Chemical structures are a tradeoff of several factors, including the conditions on how they were formed.
The stability of any given chemical structure depends on the ease with which any specific reaction can turn it into something else. Both graphite and diamond are very stable structures which basically means they are hard to easily convert into something else. Another way to think about this is that to convert either into a different allotrope (different versions of the same element) of carbon requires a lot of bonds to be broken and rearranged and this requires a big input of energy. That's why both are stable.
But why is there more than one stable allotrope of carbon? Note that there are more allotropes than just graphite and diamond: buckminsterfullere is also a stable allotrope of carbon with a completely different structure that involves molecules of 60 carbons not a covalent network solid. The basic answer is that there are a lot of ways to arrange the atoms to give a stable structure (partially because there are a lot of options for stable C-C bonds given the chemistry of carbon). This is related to the same reason that organic chemistry is a big subject: C-C bonds are very "stable" and can be organised to give a huge variety of structures.
Not every arrangement of C-C bonds is equally stable: many will fall apart into other structures because there are mechanisms that make the rearrangement easy. But there are no easy mechanisms for rearranging the bonds in diamond or graphite into something more stable. Buckminsterfullerene is only formed from a plasma of carbon atoms when it is allowed to cool: you can't just make it by simple routes from other allotropes of carbon.

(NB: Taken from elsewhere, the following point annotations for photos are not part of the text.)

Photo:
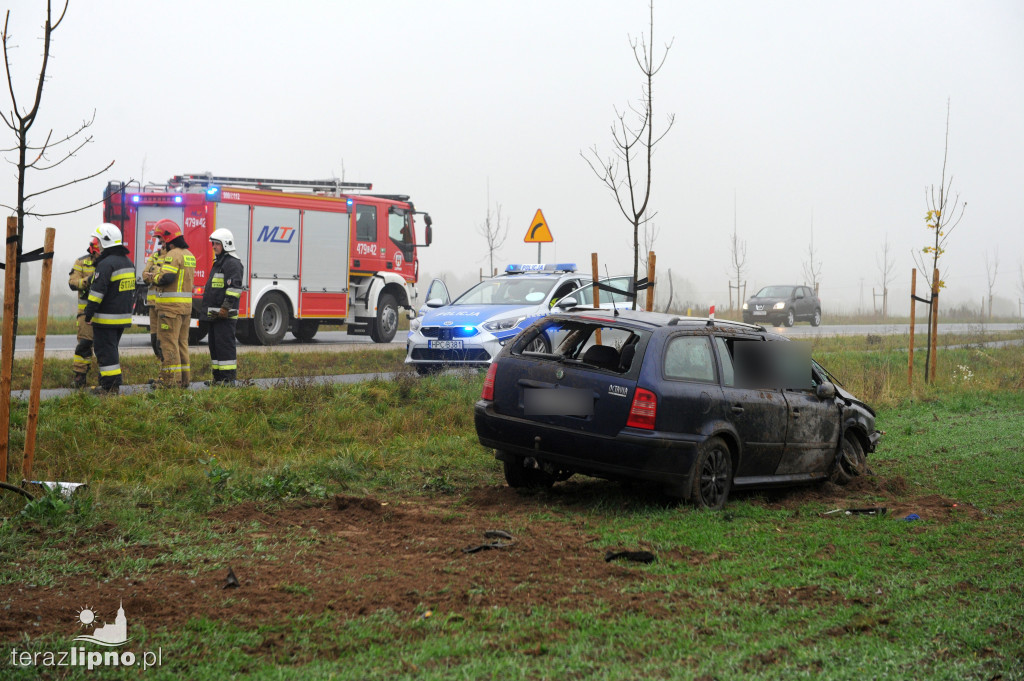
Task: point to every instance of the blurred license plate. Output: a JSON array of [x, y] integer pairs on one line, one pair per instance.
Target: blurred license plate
[[444, 345], [558, 401]]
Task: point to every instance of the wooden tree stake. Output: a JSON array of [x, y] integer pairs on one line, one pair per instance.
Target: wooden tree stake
[[37, 365]]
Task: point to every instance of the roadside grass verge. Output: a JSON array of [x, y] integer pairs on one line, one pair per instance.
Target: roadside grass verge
[[138, 369], [769, 588]]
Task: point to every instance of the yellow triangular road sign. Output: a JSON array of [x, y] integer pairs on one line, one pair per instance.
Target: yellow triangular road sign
[[539, 231]]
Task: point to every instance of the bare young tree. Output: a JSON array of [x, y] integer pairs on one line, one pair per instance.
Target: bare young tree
[[886, 264], [46, 156], [738, 251], [650, 232], [494, 231], [628, 172], [812, 266], [991, 269], [942, 218]]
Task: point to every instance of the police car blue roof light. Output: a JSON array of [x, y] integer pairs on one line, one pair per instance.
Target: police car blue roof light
[[541, 267]]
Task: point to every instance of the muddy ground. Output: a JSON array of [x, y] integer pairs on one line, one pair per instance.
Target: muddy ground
[[358, 555]]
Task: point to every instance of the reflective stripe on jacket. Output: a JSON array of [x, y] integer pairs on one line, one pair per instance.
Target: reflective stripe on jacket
[[224, 286], [112, 294], [175, 297], [79, 278]]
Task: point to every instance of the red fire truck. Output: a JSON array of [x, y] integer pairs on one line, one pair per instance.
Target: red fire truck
[[314, 252]]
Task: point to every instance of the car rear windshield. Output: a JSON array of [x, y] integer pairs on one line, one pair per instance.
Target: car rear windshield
[[507, 292], [774, 292], [595, 343]]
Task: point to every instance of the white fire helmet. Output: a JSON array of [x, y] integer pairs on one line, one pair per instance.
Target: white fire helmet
[[225, 238], [108, 235]]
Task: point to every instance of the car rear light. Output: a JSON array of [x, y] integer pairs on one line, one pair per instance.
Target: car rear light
[[643, 410], [488, 382]]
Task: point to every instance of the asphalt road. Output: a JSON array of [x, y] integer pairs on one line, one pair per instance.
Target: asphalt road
[[61, 345], [64, 345]]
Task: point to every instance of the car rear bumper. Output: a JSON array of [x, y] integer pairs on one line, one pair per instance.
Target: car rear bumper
[[633, 454]]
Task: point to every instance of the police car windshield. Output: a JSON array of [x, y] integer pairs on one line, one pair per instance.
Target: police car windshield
[[511, 291]]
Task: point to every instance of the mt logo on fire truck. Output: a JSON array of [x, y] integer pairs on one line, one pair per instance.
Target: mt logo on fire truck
[[353, 261], [272, 236]]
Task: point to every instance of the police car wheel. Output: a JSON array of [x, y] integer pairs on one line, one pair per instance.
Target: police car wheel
[[385, 326]]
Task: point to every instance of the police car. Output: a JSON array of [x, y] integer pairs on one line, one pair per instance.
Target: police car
[[471, 330]]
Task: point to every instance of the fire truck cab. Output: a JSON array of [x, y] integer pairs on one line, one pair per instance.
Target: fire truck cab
[[314, 252]]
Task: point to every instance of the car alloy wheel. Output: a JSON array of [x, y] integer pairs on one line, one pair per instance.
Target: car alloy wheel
[[712, 475]]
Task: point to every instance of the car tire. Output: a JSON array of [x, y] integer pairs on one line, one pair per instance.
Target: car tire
[[712, 478], [519, 476], [305, 330], [850, 462], [199, 333], [428, 370], [271, 320], [383, 329], [539, 344]]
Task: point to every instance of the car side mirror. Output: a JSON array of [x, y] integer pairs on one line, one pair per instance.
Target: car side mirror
[[825, 391]]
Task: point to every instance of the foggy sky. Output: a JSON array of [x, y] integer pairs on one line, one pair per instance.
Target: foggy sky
[[813, 115]]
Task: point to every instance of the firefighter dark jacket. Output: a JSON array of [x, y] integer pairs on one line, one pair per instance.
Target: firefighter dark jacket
[[173, 285], [224, 286], [112, 294], [79, 279]]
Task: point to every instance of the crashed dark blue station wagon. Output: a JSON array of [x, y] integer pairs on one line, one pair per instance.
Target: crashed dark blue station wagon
[[699, 406]]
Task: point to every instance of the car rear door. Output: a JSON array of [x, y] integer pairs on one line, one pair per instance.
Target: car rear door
[[569, 391], [689, 394], [758, 412], [812, 434]]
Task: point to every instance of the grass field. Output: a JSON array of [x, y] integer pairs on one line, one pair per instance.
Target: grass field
[[343, 511]]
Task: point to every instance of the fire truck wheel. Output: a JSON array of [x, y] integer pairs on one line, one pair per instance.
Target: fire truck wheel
[[271, 321], [244, 332], [305, 330], [199, 333], [386, 325]]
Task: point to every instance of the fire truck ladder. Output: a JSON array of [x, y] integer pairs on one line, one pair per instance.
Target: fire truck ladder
[[205, 179]]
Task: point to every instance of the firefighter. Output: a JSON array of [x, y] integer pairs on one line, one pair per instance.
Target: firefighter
[[173, 295], [220, 302], [108, 308], [79, 279], [153, 265]]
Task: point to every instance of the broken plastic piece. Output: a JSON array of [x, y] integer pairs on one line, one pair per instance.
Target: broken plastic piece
[[635, 556]]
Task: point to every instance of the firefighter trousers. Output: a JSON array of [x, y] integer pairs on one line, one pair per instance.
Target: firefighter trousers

Both graphite and diamond have very similar energies of formation at normal conditions, though graphite is marginally more stable (the particular arrangement of bonds has a slightly lower energy than the arrangement in diamond under normal conditions). But this is not true at all conditions. Under extreme pressures, diamond is more stable. And this is how diamond is formed: it crystallised from solution in hot melted volcanic rocks deep in the earth containing lots of carbon and under high pressure. In these conditions, diamond is the more stable way to arrange carbon atoms and the conditions are such that the less stable form will covert to the more stable form because there is enough energy around to break the C-C bonds until the most stable structure is created.
Normally (by which I mean at atmospheric pressure) carbon rich compounds can be pyrolised to give pure carbon in the form of graphite. Here the heat drives off the non-carbon atoms and the carbon atoms rearrange to the form stable at lower pressures.
Once formed neither major allotrope is easy to convert to the other without extreme conditions. Which is why you can wear diamond jewellery without constant anxiety.
In short the stable allotropes of carbon are a function of the way they were made. And there are a variety of ways to join carbon atoms up to give different structures. Once formed they don't easily interconvert. Hence we find a variety of allotropes depending on the variety of conditions that led to their formation.
NB carbon isn't the only element with multiple allotropes. Tin, for example, changes crystal structure and properties depending on the temperature (and, unlike carbon, this interconversion is fast enough to have been a problem in the era when tin cans were actually made of tin and stored in very cold conditions).